“Vendo-se iludido pelos magos, enfureceu-se Herodes grandemente e mandou
matar todos os meninos de Belém e de todos os seus arredores, de dois anos para
baixo, conforme o tempo do qual com precisa se informara dos magos.” – Mateus
2.16
A beleza da narrativa sobrenatural sobre os eventos do nascimento
de Jesus quase escondem a tragédia das crianças vitimadas por Herodes. O
paradoxo do Natal, nascimento e morte, morte e nascimento, não deve ser visto
como uma coisa oposta a outra, embora esta ideia não esteja definitivamente
afastada. É uma questão de pano de fundo onde a malignidade atinge um grau de
bestialidade tal que vai além do limite da possibilidade de compreensão.
Ao mesmo tempo, a poesia da vida que nascia, em forma de liberdade e perdão,
também extrapolava a possibilidade do entendimento humano no inconceito do que
é chamado de Graça. Daí você me pergunta, onde afinal estava Deus que não fez
nada em defesa dos inocentes, e daí eu também respondo, que a malignidade do
coração humano aparece no texto e na história como registro superlativo, a
ponto de fazer o que fez, sem dó ou piedade, dando assim vazão à perdição
irrecuperável da condição humana. A morte dos inocentes foi, antes de tudo, um
exagero e aberração da falta de sentido.
O nascimento de Jesus é ameaçador e deflagra a morte por conta do inexplicável
medo que tomara conta de Herodes. Não iria acontecer nada em seu tempo. Herodes não
viveria o bastante pra ver o que significaria a estrela, o menino e Belém. Nada
sabia sobre profecias, promessas e salvação. Só entendia de morte e impiedade
absoluta. Coisas do coração humano, que geraram pavor e dor, consternação e
impotência dos oprimidos, e o lamento espraiou-se sem fim (Mateus 2.17,18),
choro e perda inconsolável. Tudo isso fazia a luz de Jesus ser mais luz, o
perdão, mais perdão ainda, e a necessidade de misericórdia, mais misericordiosa
ainda, e a esperança, mais esperançosa ainda.
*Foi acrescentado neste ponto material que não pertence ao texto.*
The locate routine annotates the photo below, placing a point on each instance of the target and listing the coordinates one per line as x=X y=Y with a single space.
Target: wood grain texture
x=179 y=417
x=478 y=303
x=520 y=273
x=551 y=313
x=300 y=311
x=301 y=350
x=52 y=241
Tudo no superlativo, pois só um
superlativo de vida é capaz de enfrentar o superlativo da morte e da miséria
humana; superá-lo e assim tornar o paradoxo apenas aparente, mas sem eliminar a
dor da perda, nem ocultar a tragédia humana, quando esta acredita ter o poder e
a capacidade de controlar a história.
E foi neste contexto que Jesus nasceu.